I am grateful that my mother did not take the easy way out. That she has survived in the face of deep depression. She was not able to take her life at the expense of her children. She is still here.
I did uncover a lot of the pieces that were left behind. The unanswered questions of my youth have been uncovered, but the scars are still there. For her. For me.
I am grateful for the life I have, for the life of my mother and the birth of my daughter. I wrestle with the knowledge of my grandmother and how to tell my daughter. To let her know that Mommy’s die. That Mommy’s can leave. But how do I tell her our legacy without it creating fear in her soul? I do not want the cuts of glass that I have been picking out of my skin to cut her. But I cannot deny our history. Did Minnie know this when she took her own life? Did she know that that one moment would be the defining impact on her youngest daughter’s life and that 50 years later her Grand daughter would be wresting with that cloud of pain and how to tell her Great Grand daughter?
I wonder where she went when she died? She didn’t stay around. My mother has never felt her and the clairvoyants I have met do not feel her. But I felt her as a child. I felt she was watching over me. I had a pure concept of death and life after death. I was not afraid to die. I knew that when I died I would see the generations of people that came before me. But I was excited about life and meeting all the souls who were living. I knew that one day I would die and then be able to meet with the souls that had been on this plane before me. I felt them and gave thanks to them. I have always believed in reincarnation. Even before I knew what it meant. I felt like I had been alive before but had existed in the spirit world for a long time and was excited to experience the physical aspect of being alive. I loved to eat, dance, love and talk. I greeted the day with a smile on my face and a pep in my step as the anticipation of the experiences and the people I would encounter filled my being.

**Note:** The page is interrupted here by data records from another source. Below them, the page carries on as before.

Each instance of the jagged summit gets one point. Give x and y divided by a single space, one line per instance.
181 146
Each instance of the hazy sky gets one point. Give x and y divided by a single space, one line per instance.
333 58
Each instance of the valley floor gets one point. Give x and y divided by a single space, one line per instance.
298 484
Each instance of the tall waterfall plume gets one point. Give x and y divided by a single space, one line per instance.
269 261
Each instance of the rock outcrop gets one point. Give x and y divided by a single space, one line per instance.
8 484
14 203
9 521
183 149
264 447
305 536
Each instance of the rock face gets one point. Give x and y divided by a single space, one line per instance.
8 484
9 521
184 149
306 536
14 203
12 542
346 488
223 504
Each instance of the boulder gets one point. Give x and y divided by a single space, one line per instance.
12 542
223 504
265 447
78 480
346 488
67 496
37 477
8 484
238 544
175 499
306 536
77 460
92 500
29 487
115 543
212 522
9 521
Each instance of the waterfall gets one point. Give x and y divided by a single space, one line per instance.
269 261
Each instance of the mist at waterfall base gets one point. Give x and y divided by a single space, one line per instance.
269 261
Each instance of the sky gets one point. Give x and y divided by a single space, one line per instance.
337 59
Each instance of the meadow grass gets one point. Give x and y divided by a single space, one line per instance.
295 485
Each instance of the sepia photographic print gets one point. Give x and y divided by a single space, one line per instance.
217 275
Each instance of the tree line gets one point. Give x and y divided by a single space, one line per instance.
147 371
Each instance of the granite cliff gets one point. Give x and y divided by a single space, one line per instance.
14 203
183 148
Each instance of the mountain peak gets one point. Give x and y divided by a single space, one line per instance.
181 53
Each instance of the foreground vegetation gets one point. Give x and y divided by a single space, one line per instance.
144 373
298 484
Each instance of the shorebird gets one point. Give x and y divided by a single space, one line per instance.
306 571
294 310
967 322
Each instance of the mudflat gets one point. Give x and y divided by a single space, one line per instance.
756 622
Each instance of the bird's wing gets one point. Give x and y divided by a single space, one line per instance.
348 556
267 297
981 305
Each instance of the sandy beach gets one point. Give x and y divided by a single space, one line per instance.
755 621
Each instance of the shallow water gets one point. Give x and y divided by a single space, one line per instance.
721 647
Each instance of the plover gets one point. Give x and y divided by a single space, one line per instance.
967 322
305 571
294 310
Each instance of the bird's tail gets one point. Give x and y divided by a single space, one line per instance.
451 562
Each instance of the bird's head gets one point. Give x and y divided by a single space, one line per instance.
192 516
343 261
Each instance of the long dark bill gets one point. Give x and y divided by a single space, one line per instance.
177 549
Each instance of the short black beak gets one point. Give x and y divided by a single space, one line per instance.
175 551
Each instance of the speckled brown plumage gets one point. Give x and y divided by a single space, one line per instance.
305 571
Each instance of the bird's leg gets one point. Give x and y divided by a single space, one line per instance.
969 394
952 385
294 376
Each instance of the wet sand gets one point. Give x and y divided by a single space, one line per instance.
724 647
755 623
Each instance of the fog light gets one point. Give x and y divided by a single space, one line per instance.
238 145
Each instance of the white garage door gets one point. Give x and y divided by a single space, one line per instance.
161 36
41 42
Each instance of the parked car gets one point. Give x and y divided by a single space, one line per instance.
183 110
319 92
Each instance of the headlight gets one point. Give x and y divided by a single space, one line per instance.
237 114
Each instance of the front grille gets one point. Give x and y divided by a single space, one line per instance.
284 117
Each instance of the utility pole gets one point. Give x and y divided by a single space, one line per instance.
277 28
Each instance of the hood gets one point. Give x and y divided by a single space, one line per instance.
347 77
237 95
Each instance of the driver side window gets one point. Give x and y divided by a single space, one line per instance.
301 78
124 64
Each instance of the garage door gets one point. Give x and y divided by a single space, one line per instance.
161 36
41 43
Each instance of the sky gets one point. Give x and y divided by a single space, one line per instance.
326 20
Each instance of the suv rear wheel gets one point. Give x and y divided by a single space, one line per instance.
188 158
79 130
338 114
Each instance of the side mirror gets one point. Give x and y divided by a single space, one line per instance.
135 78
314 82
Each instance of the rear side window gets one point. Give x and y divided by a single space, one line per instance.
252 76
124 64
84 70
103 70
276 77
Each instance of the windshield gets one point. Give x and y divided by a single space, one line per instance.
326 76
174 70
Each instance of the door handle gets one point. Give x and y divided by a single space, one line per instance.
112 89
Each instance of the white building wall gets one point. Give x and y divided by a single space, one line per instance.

I wanted to get to know the world and all the people in it. I would walk around my neighborhood introducing myself and make new friends. I loved the elderly as they always had great stories and a desire to share them. I loved their stories and I loved them for sharing their lives with me. I dreamt of what my life would become. Who was I supposed to marry?? This really bothered me as family; my parents were such a huge part of my identity that I couldn’t believe I didn’t know the name of the man I was supposed to marry. That this very important person in my life was unknown to me. I felt the weight of the importance of this person and t this day I look at my husband and am so grateful that he exists. That we exist. That our daughter Lily exists!! The torture that was a question mark is now the life force that sustains me.
I know my Grandparents had a great love affair. I know that love sustained Minnie and the disintegration of that marriage was a large part of why she no longer wanted to live. As a wife, I understand. As a mother, I do not.